James Ashby, james.ashby@colorado.edu, Lead Data Engineer/Architect 

Project Team

James Ashby, james.ashby@colorado.edu, Lead Data Engineer/Architect 

Project Description

I improved how the OIT Data Services team manages and runs data flows, which deliver critical campus data like student information from OIT/UIS to various Boulder groups like Student Affairs, Parking Services, and the Bookstore. Our previous system for orchestrating data flows combined multiple complex technologies in a confusing way, and made it hard to understand, monitor, debug, and modify them. I migrated our data flows to a new orchestrator called Prefect, which provides a single dashboard to schedule flows and see results. I also wrote a comprehensive Python package called “Prefect Tools” which greatly simplifies the process of developing and deploying new flows and connecting to external systems (for example, delivering patron info to Norlin Library's server). My initial migration involved rebuilding 30 flows serving 15 campus groups and laid the foundation for solving a wide range of data delivery needs with a single framework.

Project Efficiency 

This migration was a major paradigm shift for how the team managed data flows going forward, resulting in a massive simplification and clarification of the entire development lifecycle of building, testing, deploying, monitoring, and troubleshooting data flows. Through my "Prefect Tools" package, I halved the required number of source files and lines of code across our data flows, and reduced nearly 300 configuration files scattered across 100+ folders to just 60 ultra-compact configuration pages listed in one place on the Prefect Cloud website. This makes it far easier for engineers to understand data flows and modify them when needed.

Project Inspiration 

I joined the OIT Data Services team in April 2022 just as the senior-most engineer was leaving. My first challenge was to redirect all our data flows from using an old server to a new one. As I examined how everything was working, I realized we didn't need an extra server at all. Between that and the difficulty I experienced with learning how all the existing data flows actually worked, I started thinking of how to eliminate unnecessary technologies and create a new, simple, flexible way to connect to external systems.
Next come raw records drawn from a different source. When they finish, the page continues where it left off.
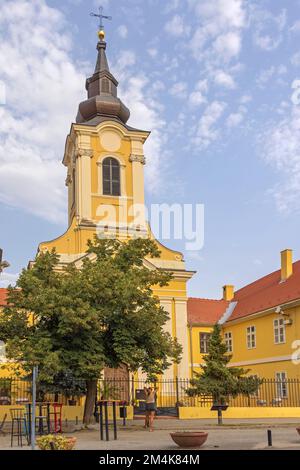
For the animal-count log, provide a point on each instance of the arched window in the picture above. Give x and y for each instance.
(104, 85)
(111, 177)
(74, 185)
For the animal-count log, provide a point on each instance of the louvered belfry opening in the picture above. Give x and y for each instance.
(111, 177)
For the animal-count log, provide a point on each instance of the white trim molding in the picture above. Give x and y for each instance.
(264, 360)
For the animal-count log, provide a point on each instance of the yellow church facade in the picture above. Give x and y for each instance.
(104, 159)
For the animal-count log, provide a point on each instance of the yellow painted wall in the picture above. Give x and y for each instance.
(68, 412)
(240, 413)
(266, 349)
(197, 358)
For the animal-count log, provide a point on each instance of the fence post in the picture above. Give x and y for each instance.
(132, 391)
(34, 377)
(177, 395)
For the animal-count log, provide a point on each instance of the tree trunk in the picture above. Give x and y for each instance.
(90, 401)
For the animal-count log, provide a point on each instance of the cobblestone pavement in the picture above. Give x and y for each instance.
(232, 435)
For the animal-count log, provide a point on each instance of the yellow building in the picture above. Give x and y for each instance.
(260, 323)
(105, 161)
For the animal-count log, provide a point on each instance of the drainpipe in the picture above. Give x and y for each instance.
(191, 350)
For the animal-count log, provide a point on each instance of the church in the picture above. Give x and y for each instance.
(104, 158)
(105, 161)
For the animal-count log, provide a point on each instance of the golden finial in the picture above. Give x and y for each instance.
(101, 33)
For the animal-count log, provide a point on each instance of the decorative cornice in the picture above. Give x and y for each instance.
(84, 153)
(137, 158)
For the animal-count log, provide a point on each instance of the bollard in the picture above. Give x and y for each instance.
(269, 433)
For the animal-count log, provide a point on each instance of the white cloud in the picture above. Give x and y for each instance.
(224, 79)
(272, 72)
(295, 59)
(295, 28)
(43, 87)
(265, 76)
(152, 51)
(122, 31)
(176, 26)
(218, 36)
(206, 131)
(245, 99)
(268, 28)
(235, 119)
(280, 148)
(146, 114)
(179, 90)
(228, 45)
(197, 98)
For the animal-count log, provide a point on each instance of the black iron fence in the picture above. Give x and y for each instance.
(169, 393)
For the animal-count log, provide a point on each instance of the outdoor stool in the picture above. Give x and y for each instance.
(18, 426)
(57, 416)
(42, 420)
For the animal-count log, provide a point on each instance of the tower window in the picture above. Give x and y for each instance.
(111, 177)
(74, 185)
(104, 85)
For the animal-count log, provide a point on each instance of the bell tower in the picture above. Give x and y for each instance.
(105, 161)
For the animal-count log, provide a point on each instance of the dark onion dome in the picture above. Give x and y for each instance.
(102, 99)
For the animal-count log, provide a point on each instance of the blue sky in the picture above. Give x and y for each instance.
(211, 80)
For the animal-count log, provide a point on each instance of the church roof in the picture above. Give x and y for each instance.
(3, 295)
(102, 101)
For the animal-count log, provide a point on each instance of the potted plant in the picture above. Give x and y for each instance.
(64, 383)
(219, 381)
(56, 442)
(189, 438)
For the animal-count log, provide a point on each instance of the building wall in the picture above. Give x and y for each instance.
(196, 359)
(267, 357)
(86, 148)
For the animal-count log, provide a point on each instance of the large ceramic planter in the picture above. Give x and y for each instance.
(189, 438)
(56, 442)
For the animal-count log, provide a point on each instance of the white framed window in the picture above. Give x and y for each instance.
(251, 337)
(204, 342)
(228, 341)
(2, 352)
(281, 384)
(279, 331)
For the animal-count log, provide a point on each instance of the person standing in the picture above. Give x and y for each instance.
(150, 407)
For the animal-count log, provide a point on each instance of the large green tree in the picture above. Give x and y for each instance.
(217, 378)
(82, 320)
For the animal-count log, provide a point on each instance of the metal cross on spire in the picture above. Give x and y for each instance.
(101, 17)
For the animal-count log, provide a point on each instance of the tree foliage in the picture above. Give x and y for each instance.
(216, 378)
(103, 314)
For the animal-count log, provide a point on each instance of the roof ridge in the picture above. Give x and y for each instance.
(205, 298)
(264, 277)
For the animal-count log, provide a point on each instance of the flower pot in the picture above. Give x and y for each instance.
(56, 442)
(72, 402)
(189, 438)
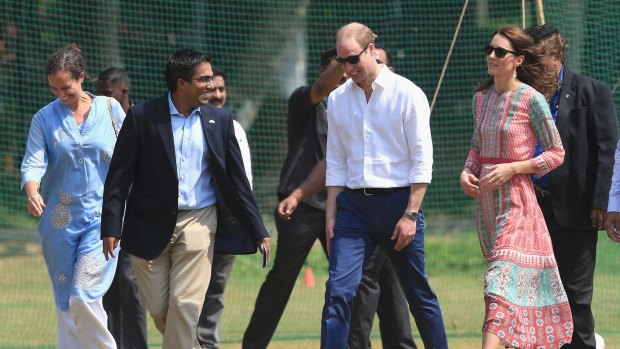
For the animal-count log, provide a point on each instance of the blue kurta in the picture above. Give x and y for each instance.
(70, 162)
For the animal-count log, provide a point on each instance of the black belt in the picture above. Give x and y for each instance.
(377, 191)
(541, 193)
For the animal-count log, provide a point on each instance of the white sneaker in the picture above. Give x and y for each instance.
(600, 342)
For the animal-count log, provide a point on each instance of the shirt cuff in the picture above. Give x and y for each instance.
(614, 204)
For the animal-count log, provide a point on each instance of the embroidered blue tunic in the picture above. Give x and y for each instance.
(70, 162)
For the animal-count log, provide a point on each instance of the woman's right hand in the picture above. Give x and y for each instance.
(35, 204)
(469, 184)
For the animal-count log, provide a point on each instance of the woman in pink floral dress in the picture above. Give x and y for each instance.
(525, 302)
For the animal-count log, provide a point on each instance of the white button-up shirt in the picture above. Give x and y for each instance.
(383, 143)
(614, 192)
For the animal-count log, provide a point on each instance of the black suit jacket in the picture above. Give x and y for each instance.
(586, 121)
(142, 183)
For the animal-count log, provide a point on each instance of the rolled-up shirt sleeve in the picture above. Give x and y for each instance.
(418, 133)
(34, 163)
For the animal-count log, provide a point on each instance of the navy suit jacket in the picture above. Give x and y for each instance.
(140, 198)
(586, 121)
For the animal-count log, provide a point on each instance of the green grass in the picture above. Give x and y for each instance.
(455, 269)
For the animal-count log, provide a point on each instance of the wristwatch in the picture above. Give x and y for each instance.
(411, 214)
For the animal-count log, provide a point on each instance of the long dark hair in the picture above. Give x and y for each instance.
(531, 71)
(68, 58)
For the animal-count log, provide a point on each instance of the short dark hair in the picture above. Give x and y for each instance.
(550, 40)
(387, 53)
(68, 58)
(182, 65)
(114, 75)
(328, 55)
(219, 72)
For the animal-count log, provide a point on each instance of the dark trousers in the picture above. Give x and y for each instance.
(380, 290)
(575, 253)
(126, 317)
(363, 222)
(209, 322)
(295, 239)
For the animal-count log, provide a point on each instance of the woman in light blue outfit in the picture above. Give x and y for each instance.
(68, 153)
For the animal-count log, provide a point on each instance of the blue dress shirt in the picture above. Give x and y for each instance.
(196, 185)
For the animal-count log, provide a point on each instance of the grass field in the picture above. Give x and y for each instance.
(455, 268)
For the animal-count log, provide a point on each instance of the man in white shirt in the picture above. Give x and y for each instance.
(379, 163)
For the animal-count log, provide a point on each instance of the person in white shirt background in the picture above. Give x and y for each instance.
(612, 220)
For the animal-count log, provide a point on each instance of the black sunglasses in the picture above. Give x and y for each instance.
(500, 52)
(351, 59)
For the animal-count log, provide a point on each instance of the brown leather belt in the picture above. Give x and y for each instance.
(377, 191)
(541, 193)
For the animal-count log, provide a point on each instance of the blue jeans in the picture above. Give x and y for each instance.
(362, 222)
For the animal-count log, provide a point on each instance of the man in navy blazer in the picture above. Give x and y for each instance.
(176, 178)
(574, 197)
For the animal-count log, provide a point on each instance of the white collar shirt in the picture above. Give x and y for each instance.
(383, 143)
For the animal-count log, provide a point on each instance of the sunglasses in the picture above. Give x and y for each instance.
(204, 79)
(500, 52)
(351, 59)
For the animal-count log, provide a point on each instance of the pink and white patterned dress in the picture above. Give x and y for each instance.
(526, 306)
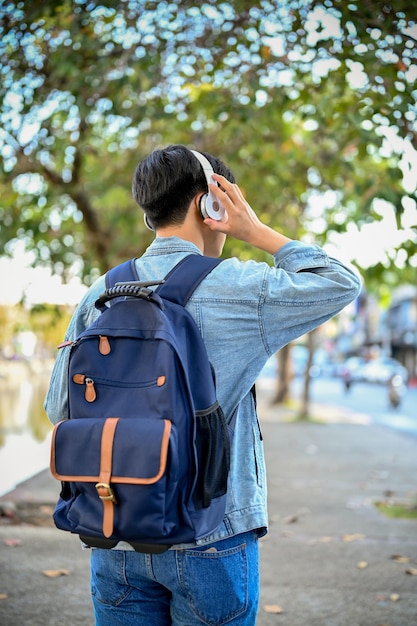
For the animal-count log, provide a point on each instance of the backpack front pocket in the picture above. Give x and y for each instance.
(117, 472)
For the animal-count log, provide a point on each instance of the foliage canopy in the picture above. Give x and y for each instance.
(304, 101)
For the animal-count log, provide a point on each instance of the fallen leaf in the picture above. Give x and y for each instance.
(354, 537)
(54, 573)
(412, 571)
(273, 608)
(400, 559)
(12, 543)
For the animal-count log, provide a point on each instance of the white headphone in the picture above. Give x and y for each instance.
(209, 205)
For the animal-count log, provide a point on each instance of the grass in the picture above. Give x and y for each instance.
(395, 510)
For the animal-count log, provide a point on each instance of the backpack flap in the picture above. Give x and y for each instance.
(121, 453)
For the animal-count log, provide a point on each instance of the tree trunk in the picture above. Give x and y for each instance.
(304, 412)
(284, 376)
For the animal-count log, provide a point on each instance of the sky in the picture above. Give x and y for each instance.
(367, 246)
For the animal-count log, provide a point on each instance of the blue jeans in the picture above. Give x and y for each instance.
(213, 584)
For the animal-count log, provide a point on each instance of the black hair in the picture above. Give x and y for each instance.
(167, 180)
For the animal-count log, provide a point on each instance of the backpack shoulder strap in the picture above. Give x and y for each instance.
(185, 277)
(179, 284)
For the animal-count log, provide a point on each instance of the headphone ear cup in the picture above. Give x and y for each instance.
(202, 206)
(147, 223)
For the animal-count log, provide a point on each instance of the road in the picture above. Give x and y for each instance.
(367, 398)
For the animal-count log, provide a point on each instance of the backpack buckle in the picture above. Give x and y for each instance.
(108, 492)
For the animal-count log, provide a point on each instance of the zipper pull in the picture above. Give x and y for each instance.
(104, 345)
(90, 392)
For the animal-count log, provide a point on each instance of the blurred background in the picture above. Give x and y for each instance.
(313, 107)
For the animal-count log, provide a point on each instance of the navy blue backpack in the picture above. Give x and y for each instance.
(145, 455)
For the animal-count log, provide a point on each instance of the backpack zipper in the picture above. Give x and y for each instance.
(90, 390)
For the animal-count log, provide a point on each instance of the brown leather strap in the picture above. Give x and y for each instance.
(103, 487)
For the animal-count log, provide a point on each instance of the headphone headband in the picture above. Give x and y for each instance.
(205, 164)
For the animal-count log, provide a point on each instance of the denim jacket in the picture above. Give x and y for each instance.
(246, 311)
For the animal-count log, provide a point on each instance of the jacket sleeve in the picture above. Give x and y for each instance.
(56, 400)
(310, 288)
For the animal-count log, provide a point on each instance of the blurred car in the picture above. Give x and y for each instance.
(351, 370)
(381, 370)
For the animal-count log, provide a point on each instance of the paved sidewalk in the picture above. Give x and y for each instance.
(327, 560)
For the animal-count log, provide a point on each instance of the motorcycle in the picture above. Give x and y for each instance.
(396, 390)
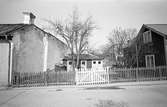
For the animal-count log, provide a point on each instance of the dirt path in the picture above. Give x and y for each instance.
(111, 96)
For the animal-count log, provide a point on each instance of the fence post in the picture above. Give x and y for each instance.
(160, 74)
(46, 78)
(137, 74)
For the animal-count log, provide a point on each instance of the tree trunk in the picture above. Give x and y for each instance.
(78, 60)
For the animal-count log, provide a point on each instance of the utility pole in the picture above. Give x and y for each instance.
(137, 62)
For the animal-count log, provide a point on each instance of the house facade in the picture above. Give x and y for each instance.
(149, 48)
(87, 61)
(27, 48)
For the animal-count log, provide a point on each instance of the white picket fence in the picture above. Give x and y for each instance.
(89, 76)
(109, 75)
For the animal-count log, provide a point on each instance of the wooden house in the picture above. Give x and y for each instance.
(27, 48)
(149, 48)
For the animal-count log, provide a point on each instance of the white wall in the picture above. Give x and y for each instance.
(4, 63)
(96, 65)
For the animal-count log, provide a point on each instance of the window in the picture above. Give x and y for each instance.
(99, 62)
(83, 62)
(147, 37)
(150, 61)
(70, 63)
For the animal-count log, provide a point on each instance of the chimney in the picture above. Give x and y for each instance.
(28, 18)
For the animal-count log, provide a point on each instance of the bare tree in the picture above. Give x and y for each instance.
(75, 32)
(118, 40)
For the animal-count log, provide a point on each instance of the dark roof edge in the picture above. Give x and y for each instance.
(160, 33)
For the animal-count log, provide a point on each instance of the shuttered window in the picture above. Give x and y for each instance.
(147, 37)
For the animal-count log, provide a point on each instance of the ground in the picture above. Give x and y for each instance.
(128, 95)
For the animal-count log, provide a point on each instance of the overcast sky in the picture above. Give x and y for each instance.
(107, 14)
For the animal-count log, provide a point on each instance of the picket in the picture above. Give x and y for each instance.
(89, 76)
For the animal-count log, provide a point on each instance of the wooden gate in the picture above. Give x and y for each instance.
(91, 76)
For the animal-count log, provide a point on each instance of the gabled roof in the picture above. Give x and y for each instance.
(83, 57)
(5, 28)
(158, 28)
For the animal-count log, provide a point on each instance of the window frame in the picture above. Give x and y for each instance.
(147, 36)
(148, 60)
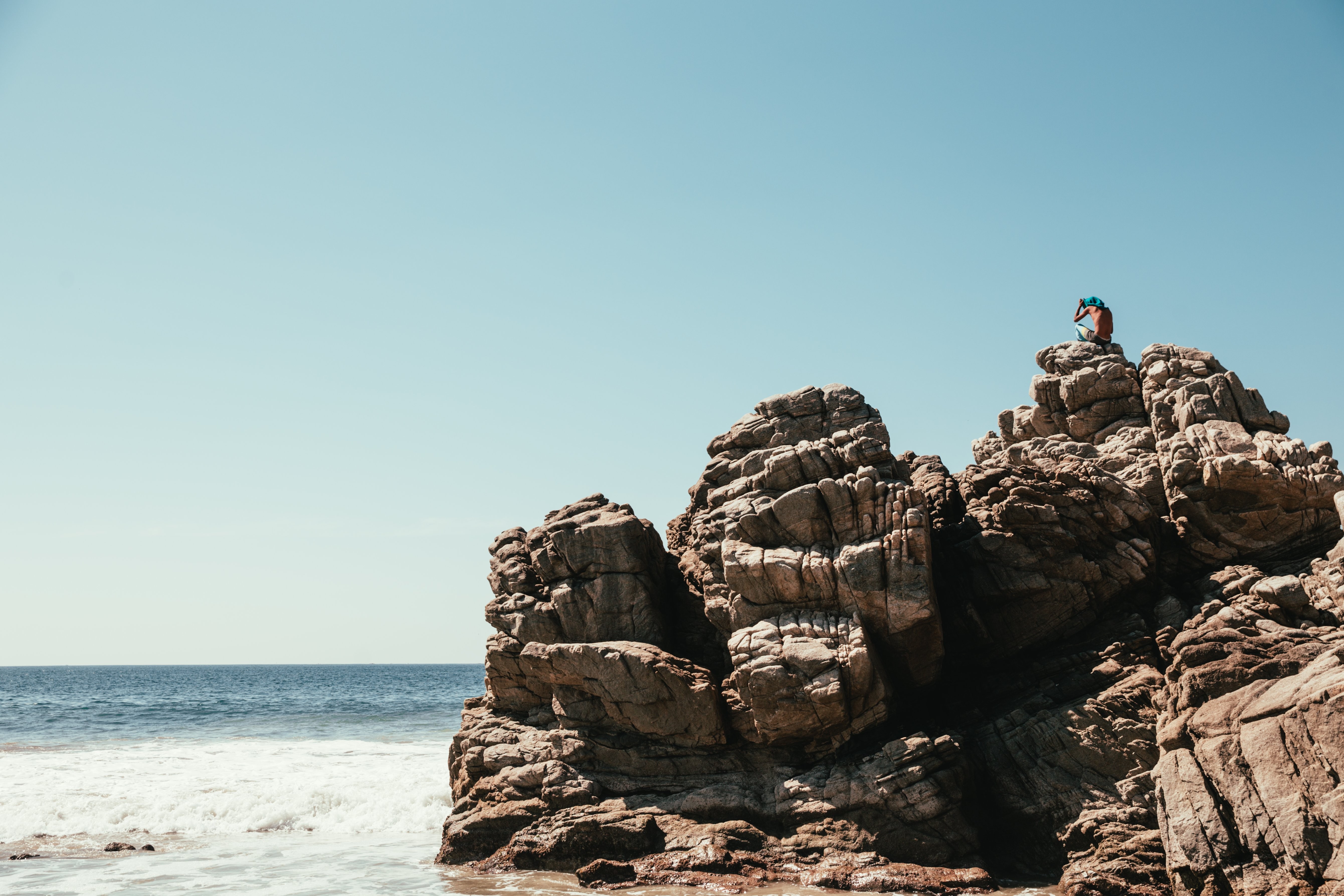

What Makes You Happiest about this Project?

I love a clean, well-organized shop, and I think this project was a significant first step toward achieving that goal on the OIT Data Services team. When I first started, it was very difficult to do basic tasks like identify when and how a data flow failed, view or change a flow's data sources or destinations, or update a package dependency. In particular, changing a key password would have been a monumental task, so this meant several passwords had not been changed in years. Now all these things can be done quickly and easily, and that's hugely satisfying.